Faire sororité pour challenger la fraternité ?

Dans cette perspective, la sororité se présente comme une alternative challengeant la fraternité historique. Elle demande à la fraternité des comptes sur sa promesse universaliste. Une initiative qui a fait couler de l’encre illustre cette dynamique : en 2016, dans le cabinet paritaire des conseiller·e·s d’Obama, les femmes observant qu’elles se faisaient plus souvent couper la parole que les hommes, que leurs idées étaient réappropriées par leurs collègues masculins ou tout simplement que leur parole bénéficiait d’une moindre considération, ont conçu une « stratégie de l’amplification ». Concrètement, chaque fois que l’une d’entre elles parlait, les autres donnaient de l’écho à ses mots, veillaient à ce que ses idées soient prises en compte sans qu’elles lui soient dérobées, insistaient pour qu’elle puisse finir ses phrases et pour que l’écoute soit au rendez-vous. La stratégie ayant été repérée par le Président, celui-ci reconnut que la parité ne suffisait pas à garantir l’égalité réelle et demanda à ce que les pratiques du pouvoir dans ses cercles rapprochés évoluent dans le sens d’une meilleure inclusivité.

Redéfinir un commun inclusif : l’adelphité

La sororité a-t-elle ainsi vocation à être l’outil de « femmes outsiders », aussi longtemps que la fraternité ne comprendra pas pleinement les « sœurs » ? Ou n’est-ce pas perpétuer la malfaçon originelle que de mettre en tension fraternité et sororité, au risque de persévérer dans le distinguo entre intérêt des hommes et intérêt des femmes ?

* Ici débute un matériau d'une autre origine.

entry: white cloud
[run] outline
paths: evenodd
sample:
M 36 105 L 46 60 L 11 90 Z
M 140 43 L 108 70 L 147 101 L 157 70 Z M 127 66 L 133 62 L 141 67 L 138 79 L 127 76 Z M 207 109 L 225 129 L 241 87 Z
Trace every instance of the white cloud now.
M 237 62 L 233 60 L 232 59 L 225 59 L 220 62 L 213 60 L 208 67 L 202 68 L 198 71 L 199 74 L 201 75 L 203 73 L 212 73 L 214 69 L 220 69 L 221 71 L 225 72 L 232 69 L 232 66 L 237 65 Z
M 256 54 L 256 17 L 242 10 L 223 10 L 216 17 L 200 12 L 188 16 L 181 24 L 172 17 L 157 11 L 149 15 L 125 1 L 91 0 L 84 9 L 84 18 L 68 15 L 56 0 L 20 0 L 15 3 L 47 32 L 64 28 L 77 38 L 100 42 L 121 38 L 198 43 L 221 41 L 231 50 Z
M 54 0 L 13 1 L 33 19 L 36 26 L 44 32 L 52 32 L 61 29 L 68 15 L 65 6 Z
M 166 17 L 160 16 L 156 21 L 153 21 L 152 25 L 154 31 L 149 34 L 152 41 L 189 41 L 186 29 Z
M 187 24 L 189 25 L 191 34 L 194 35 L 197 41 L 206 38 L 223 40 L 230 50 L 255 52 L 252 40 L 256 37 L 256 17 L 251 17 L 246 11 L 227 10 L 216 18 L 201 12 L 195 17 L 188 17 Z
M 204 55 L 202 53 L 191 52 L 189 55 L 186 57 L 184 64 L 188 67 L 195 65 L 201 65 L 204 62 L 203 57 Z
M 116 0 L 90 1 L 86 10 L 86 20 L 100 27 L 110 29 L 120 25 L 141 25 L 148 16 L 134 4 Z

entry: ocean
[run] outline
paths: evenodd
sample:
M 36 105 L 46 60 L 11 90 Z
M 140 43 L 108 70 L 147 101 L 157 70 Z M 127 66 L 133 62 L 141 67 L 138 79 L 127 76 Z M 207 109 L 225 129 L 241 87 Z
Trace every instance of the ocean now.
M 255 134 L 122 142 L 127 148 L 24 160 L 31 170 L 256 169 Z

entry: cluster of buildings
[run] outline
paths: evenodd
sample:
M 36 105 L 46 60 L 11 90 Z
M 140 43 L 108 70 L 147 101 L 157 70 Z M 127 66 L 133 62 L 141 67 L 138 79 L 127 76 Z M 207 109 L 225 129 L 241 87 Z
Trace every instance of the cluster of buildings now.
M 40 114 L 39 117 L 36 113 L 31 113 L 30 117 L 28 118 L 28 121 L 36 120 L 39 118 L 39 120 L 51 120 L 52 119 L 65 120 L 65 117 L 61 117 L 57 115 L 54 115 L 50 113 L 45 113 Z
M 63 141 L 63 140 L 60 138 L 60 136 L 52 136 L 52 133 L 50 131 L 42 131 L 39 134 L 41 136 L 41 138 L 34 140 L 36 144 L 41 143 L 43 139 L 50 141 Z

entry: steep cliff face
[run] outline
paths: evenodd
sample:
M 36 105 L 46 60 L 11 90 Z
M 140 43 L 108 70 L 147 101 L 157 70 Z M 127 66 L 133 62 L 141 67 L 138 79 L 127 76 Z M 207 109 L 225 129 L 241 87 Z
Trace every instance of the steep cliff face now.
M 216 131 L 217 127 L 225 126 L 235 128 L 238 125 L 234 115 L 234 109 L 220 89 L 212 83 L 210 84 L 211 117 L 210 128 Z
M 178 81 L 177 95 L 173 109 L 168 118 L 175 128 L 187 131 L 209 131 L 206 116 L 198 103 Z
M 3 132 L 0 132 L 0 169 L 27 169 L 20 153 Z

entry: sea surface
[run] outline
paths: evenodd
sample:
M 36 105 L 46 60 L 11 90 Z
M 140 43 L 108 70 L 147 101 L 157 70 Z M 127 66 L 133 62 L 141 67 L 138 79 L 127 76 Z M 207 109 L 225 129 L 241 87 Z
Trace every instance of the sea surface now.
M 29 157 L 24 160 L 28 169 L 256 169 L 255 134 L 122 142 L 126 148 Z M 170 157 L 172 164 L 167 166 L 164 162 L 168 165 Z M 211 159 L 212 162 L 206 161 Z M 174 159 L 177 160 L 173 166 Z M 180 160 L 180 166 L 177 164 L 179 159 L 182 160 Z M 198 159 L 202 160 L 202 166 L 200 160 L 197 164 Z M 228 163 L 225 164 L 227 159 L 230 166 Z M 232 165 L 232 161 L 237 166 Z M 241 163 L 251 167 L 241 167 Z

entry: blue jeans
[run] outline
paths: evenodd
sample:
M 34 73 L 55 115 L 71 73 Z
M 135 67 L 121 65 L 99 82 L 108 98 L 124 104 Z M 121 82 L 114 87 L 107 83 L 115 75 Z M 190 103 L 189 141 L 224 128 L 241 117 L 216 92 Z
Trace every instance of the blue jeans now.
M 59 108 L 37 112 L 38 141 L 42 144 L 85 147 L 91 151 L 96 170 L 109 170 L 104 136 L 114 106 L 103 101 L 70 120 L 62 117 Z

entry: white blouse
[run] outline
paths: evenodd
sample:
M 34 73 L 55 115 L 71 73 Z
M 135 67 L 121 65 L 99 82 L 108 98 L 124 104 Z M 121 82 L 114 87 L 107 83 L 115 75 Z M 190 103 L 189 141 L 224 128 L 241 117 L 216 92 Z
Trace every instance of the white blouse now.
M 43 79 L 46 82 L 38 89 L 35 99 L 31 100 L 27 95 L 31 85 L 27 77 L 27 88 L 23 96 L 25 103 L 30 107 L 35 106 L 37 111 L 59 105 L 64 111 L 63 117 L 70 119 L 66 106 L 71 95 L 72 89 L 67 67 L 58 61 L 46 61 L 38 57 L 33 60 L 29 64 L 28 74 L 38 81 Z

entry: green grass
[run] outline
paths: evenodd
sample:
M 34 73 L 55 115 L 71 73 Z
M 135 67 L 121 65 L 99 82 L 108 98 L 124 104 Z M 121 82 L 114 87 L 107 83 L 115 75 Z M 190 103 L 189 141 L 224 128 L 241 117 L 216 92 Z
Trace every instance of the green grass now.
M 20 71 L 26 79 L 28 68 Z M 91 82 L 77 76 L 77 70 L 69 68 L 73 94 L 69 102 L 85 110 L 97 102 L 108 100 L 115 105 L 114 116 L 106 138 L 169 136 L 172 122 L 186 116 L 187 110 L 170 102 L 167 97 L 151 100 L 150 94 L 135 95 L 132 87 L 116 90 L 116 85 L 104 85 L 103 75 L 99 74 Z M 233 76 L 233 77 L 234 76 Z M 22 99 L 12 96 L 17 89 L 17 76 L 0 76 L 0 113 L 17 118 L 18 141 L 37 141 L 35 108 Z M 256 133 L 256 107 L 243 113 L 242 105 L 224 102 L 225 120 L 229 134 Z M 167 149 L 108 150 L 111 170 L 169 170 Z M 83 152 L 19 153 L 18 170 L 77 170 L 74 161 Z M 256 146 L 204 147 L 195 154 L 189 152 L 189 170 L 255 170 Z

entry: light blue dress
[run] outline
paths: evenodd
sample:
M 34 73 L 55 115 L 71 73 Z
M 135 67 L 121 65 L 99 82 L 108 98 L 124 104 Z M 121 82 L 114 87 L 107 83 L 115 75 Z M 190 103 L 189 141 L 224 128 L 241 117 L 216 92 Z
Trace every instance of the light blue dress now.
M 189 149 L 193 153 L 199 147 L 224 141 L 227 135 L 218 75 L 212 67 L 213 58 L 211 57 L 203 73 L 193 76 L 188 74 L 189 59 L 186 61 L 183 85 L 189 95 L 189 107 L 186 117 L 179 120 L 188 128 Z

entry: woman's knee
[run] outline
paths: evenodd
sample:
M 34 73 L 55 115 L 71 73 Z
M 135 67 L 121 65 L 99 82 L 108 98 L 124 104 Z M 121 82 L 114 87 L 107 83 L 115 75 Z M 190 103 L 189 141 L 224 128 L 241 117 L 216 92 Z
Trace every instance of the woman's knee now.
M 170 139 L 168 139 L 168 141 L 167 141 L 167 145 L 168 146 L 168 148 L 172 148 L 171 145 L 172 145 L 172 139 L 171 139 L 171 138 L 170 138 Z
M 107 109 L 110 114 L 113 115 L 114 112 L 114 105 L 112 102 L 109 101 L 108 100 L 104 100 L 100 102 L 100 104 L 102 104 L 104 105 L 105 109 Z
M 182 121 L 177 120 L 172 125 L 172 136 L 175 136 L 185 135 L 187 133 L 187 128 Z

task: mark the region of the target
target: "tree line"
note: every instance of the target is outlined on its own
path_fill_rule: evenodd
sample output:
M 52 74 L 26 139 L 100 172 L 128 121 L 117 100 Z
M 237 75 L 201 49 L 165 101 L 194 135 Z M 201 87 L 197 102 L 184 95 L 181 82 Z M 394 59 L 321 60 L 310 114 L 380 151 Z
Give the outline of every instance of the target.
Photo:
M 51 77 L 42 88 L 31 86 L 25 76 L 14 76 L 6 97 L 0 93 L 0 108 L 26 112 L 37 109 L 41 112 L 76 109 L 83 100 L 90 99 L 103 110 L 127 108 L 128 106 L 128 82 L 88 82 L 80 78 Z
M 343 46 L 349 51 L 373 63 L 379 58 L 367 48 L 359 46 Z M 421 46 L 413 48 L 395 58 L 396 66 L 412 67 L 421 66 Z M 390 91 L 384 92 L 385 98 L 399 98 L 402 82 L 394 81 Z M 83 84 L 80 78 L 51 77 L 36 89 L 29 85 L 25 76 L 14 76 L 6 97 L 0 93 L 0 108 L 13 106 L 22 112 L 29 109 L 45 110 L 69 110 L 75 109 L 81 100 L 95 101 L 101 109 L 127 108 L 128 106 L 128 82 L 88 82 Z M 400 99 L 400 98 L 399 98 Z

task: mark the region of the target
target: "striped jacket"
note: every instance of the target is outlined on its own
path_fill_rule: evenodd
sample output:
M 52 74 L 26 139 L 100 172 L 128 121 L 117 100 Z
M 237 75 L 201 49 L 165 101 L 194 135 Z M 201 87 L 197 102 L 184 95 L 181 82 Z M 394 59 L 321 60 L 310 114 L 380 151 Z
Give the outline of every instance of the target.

D’aucun·e·s plaident pour une mise à jour complète du principe de solidarité entre humains, en invoquant la notion d’adelphité. Ce concept indique que tous les individus issus d’une même matrice, quels que soient leurs genre, origine, milieu, culture, condition etc. bénéficient des mêmes droits sur le plan formel mais aussi en matière de participation, de reconnaissance, de valorisation. Finalement, ce serait un peu comme dans une famille moderne : peu importe que l’on attende une fille ou un garçon, c’est pour les enfants à venir que l’on veut le meilleur et que l’on s’investit pour qu’ils y accèdent.